For our clients, the biggest struggle has been the workforce. Marcum has a large outsourcing group, and we are able to help fill in gaps with clients that can’t find employees, both temporary and permanent. We are able to act as their CFO and accounting partner, so that has been quite a big help. 

What have you been doing to recruit and retain talent? 

We have great HR professionals and they really understand what our associates want. We are trying to be very team-centric here and not fight new ideas that come along. Whether it is remote, hybrid or full-time work in the office, we are giving associates all the options. We understand that work-life balance is important, but we also combine that with generous compensation packages. Because we are growing so steadily, we are providing our associates the opportunity to grow with Marcum. 

What is some key advice that you have been giving to clients to help them stay afloat? 

Most of our clients have been good about keeping afloat on their own, but we have had to advise many to not take on more sales than they have employees to cover. When you take on too much work with not enough employees, the employees and the customers both become unhappy.

What makes New Jersey a great place to do business? 

There is a great workforce in New Jersey, and there is a tremendous amount of industry in the state. Pharma, chemical and healthcare are all growing here. People are not running from the state, and companies are growing and expanding. The infrastructure also helps to keep people here and draws more companies to New Jersey. 

Are there any pieces of legislation you are keeping an eye on? 

We are always watching out for changes in regulation and how it affects our clients.

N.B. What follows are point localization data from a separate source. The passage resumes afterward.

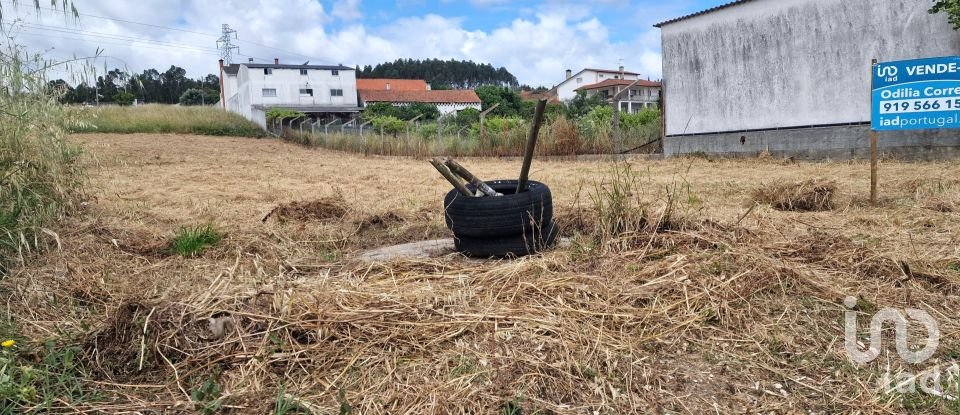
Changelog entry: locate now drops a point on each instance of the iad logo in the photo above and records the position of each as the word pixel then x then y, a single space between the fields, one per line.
pixel 931 380
pixel 900 323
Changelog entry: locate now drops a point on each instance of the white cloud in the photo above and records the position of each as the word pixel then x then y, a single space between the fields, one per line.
pixel 536 48
pixel 347 10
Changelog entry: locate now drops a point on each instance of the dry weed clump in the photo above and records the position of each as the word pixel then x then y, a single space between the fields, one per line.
pixel 812 195
pixel 322 209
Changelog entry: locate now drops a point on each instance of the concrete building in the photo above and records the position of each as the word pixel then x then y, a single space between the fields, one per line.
pixel 321 91
pixel 447 101
pixel 567 89
pixel 792 77
pixel 643 94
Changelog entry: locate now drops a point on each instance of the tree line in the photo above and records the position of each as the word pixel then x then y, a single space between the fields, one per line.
pixel 441 74
pixel 150 86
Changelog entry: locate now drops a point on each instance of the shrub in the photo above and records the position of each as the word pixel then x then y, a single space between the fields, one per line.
pixel 124 98
pixel 40 177
pixel 192 241
pixel 192 97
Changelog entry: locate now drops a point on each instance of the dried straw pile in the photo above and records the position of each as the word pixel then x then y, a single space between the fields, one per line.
pixel 806 196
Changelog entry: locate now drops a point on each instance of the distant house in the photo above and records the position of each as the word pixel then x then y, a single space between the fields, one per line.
pixel 251 89
pixel 381 84
pixel 567 90
pixel 447 101
pixel 643 94
pixel 549 95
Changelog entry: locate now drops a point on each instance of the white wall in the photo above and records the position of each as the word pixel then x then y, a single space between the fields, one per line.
pixel 288 83
pixel 779 63
pixel 567 89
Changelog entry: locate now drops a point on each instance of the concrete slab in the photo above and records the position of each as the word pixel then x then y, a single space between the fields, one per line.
pixel 422 250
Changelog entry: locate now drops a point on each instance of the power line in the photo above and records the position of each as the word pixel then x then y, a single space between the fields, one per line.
pixel 112 36
pixel 119 20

On a local level, something we have noticed is the state is getting friendlier when it comes to the business environment. It was a little challenging in prior years, but it looks like New Jersey has realized it has to do everything it can to make us a business-friendly state. We are seeing the tone in Trenton changing. They can certainly get better at it, but the trend is moving in the right direction. 

Do you find that talent is being educated appropriately to have the skills needed for your industry? 

Unfortunately, the accounting industry needs more talent than the educational pipeline can currently provide. With a 3.5% unemployment rate, there are just not enough people. Skill was an issue in past economies and that is still somewhat of a problem, but there just aren’t enough people in the workforce. 

How is technology changing the accounting sector? 

Accounting has always been a leader in technology, and we have always embraced it but it has gone to another level. We are using AI right now to help us do our audits and perform data analytics so that our employees can focus on analysis work. From our tax side, we are getting more and more of our tax returns coming into our firm through portals that download key information for us. At Marcum, we have made a huge investment in our IT group, which is developing solutions that not only support our own business but that we are also offering to our clients and to other accounting firms.  

What is your outlook for the sector and for Marcum over the next five years? 

I see strength. We see the strong business infrastructure in NJ. The idea that people were running out of New Jersey to Florida and Texas isn’t entirely true. A large portion of the people who have left were people close to the ends of their careers. Businesses are still forming and growing. Young people are staying, so I see only positives here. It is a beautiful state and there is a lot to do here. I think when people leave, many realize how great a state New Jersey really is.